BANJARBARU — Ditpamobvit Polda Kalimantan Selatan memperkuat kerja sama pengamanan Objek Vital Nasional (Obvitnas) melalui Rapat Koordinasi dan penandatanganan Nota Kesepahaman (MoU) serta Perjanjian Kerja Teknis (PKT) bersama para mitra strategis, termasuk PLN Indonesia Power UBP Asam Asam. Kegiatan digelar di Gedung Polda Kalsel, Banjarbaru, Jumat (21/11).
Kapolda Kalsel Irjen Pol Rosyanto Yudha Hermawan menegaskan, kolaborasi antara kepolisian dan pengelola Obvitnas merupakan fondasi penting dalam menjaga stabilitas keamanan dan kelancaran layanan publik.
“Sinergitas antara Polri dan pengelola Obvitnas adalah kunci terciptanya kamtibmas yang kondusif. Kerja sama ini memperkuat perlindungan objek vital sekaligus mendukung keberlangsungan pembangunan menuju Indonesia Emas,” ujar Kapolda.

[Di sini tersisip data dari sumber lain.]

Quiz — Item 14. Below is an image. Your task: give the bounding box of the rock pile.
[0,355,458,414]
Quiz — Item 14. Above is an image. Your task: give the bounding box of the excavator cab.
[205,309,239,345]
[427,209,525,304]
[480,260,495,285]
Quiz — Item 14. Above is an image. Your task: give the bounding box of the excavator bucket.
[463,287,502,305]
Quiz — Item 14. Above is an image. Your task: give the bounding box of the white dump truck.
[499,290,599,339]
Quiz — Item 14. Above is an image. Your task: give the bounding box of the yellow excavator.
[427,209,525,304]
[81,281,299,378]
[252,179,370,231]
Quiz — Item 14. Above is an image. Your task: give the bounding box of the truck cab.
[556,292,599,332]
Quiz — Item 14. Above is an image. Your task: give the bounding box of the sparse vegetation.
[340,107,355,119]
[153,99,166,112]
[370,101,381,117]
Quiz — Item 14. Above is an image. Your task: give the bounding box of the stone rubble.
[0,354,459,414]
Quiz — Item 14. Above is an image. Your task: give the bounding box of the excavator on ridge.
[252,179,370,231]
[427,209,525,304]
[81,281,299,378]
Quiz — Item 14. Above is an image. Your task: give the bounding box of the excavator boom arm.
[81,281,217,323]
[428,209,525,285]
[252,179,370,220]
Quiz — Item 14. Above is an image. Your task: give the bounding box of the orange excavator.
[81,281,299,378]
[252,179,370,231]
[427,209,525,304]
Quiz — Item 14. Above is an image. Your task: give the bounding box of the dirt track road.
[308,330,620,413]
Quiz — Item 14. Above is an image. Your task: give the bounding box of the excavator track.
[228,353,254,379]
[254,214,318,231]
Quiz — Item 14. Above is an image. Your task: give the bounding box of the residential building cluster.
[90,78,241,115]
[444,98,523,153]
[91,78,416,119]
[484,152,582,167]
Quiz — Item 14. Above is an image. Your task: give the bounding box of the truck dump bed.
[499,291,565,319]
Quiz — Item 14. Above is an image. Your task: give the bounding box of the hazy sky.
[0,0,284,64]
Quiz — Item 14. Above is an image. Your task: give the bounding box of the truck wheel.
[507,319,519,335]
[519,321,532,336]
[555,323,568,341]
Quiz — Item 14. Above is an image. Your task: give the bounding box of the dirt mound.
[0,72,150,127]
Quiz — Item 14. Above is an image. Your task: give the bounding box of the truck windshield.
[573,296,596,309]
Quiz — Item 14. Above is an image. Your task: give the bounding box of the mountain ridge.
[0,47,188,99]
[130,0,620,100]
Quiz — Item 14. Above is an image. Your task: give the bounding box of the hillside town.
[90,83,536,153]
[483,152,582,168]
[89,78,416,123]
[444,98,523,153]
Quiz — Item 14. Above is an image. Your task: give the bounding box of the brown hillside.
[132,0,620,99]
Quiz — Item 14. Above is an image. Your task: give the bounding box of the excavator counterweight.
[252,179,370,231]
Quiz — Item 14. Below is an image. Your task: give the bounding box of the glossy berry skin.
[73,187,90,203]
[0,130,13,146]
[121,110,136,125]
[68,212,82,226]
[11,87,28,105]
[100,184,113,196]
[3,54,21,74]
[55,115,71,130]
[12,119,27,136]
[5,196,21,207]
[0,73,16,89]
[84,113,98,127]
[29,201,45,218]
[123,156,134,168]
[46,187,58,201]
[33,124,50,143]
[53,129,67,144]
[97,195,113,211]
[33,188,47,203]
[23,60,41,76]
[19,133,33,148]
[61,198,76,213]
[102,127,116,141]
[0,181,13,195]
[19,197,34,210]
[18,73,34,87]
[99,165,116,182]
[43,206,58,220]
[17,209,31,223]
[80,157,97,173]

Direktur Pamobvit Polda Kalsel, Kombes Pol Sukron, menambahkan bahwa pengamanan Obvitnas kini memerlukan pendekatan modern, adaptif, dan responsif. Menurutnya, kerja sama multipihak sangat dibutuhkan.
“Pamobvit tidak dapat bekerja sendiri. Sektor energi seperti PLN Indonesia Power adalah mitra penting dalam membangun sistem keamanan terpadu. Melalui MoU dan PKT ini, kami memastikan standar pengamanan terus ditingkatkan dengan komunikasi yang cepat dan terkoordinasi,” ungkap Sukron.
Dari pihak PLN Indonesia Power, Senior Manager UBP Asam Asam, Reo Yanuar Hadi, menilai penguatan sinergi dengan kepolisian sebagai langkah strategis menjaga keandalan pasokan listrik di Kalsel.
“Keamanan adalah fondasi utama operasional pembangkit. Dengan dukungan Ditpamobvit Polda Kalsel, kesiapsiagaan dan keselamatan operasional pembangkit kami akan semakin kuat,” ujarnya.
Acara ditutup dengan penandatanganan dokumen kerja sama serta foto bersama sebagai simbol komitmen jangka panjang kedua pihak. Penguatan sinergi ini diharapkan mampu meningkatkan stabilitas keamanan objek vital strategis yang menunjang pembangunan nasional.